1//! Canonicalization of types.
2//!
3//! The unit of canonicalization is a recursion group. Having "unnecessary"
4//! types in a recursion group can "break" canonicalization of other types
5//! within that same recursion group, as can reordering types within a recursion
6//! group.
7//!
8//! It is an invariant that all types defined before the recursion group we are
9//! currently canonicalizing have already been canonicalized themselves.
10//!
11//! Canonicalizing a recursion group then proceeds as follows:
12//!
13//! * First we walk each of its `SubType` elements and put their type references
14//! (i.e. their `PackedIndex`es) into canonical form. Canonicalizing a
15//! `PackedIndex` means switching it from indexing into the Wasm module's
16//! types space into either
17//!
18//! 1. Referencing an already-canonicalized type, for types outside of this
19//! recursion group.

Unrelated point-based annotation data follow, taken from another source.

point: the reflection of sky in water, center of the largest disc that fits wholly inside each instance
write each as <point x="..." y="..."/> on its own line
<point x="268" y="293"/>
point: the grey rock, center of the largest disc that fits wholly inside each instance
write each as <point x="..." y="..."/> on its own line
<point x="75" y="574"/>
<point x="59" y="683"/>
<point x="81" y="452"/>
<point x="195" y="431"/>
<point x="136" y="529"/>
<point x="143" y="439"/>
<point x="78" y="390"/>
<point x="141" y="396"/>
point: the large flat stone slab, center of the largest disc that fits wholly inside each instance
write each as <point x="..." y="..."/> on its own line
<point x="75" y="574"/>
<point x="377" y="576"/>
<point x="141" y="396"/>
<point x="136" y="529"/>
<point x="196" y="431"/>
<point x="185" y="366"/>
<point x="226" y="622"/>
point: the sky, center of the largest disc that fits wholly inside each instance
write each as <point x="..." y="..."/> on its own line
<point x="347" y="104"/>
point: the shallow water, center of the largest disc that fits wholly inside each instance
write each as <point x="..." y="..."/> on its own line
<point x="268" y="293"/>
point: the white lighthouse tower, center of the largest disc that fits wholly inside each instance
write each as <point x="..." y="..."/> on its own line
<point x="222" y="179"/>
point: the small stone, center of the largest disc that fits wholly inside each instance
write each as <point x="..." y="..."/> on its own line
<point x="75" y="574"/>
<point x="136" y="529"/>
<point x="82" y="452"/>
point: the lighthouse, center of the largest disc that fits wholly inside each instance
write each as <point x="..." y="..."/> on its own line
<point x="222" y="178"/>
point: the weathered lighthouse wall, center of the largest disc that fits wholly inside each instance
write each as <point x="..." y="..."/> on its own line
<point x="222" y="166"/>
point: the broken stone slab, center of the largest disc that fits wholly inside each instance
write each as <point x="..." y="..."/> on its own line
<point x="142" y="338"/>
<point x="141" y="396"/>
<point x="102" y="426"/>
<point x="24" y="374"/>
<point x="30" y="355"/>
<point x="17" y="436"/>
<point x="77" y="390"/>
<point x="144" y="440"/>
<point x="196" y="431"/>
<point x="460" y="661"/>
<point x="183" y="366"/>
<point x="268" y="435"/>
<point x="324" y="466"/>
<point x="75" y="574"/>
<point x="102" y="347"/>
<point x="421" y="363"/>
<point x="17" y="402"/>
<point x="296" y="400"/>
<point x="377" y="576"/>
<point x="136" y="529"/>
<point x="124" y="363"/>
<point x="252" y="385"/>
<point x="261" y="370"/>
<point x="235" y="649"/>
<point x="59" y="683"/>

Because inter-group type references can only go
20//! towards types defined before this recursion group, we know the type is
21//! already canonicalized and we have a `CoreTypeId` for each of those
22//! types. This updates the `PackedIndex` into a `CoreTypeId`.
23//!
24//! 2. Indexing into the current recursion group, for intra-group type
25//! references.
26//!
27//! Note that (2) has the effect of making the "same" structure of mutual type
28//! recursion look identical across recursion groups:
29//!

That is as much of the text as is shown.